Another source of growing complexity is “path-finding” implementations of new functions and algorithms because many algorithms and approaches for solving a problem are first implemented as software. New algorithms undergo an evolution as the assumptions in the specification and coding implementation of the algorithms operate under wider range of operating conditions. It is not until the implementation of those algorithms matures, by being used across a wide enough range of operating conditions, that it makes sense to implement hardened and optimized versions using coprocessors, accelerators, and specialized logic blocks.

According to many conversations I have had over the years, the software in most embedded designs consumes more than half of the development budget; this ratio holds true even for “pure” hardware products such as microcontrollers and microprocessors.
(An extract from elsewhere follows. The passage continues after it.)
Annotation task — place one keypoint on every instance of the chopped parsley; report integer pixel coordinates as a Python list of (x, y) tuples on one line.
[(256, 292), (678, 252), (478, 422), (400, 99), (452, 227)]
Consider that no company releases contemporary processor architectures anymore without also providing significant software assets that include tools, intellectual property, and bundled software. The bundled software is necessary to ease the learning curve for developers to use the new processors and to get their designs to market in a reasonable amount of time.

The software ecosystem taxonomy will map all types of software tools including assembler/compilers, debuggers, profilers, static and dynamic analyzers, as well as design exploration and optimization tools to a set of assumptions that may abstract to a small set of sweet spots. It is my hope that applying such a taxonomy will make it easier to understand how different software development tools overlap and complement each other, and how to evolve the capabilities of each tool to improve the productivity of developers. I think we are close to the point of diminishing returns of making compilation and debugging faster; rather, we need more tools that understand system level constructs and support more exploration – otherwise the continuously growing complexity of new designs will negatively impact the productivity of embedded software developers in an increasingly meaningful manner.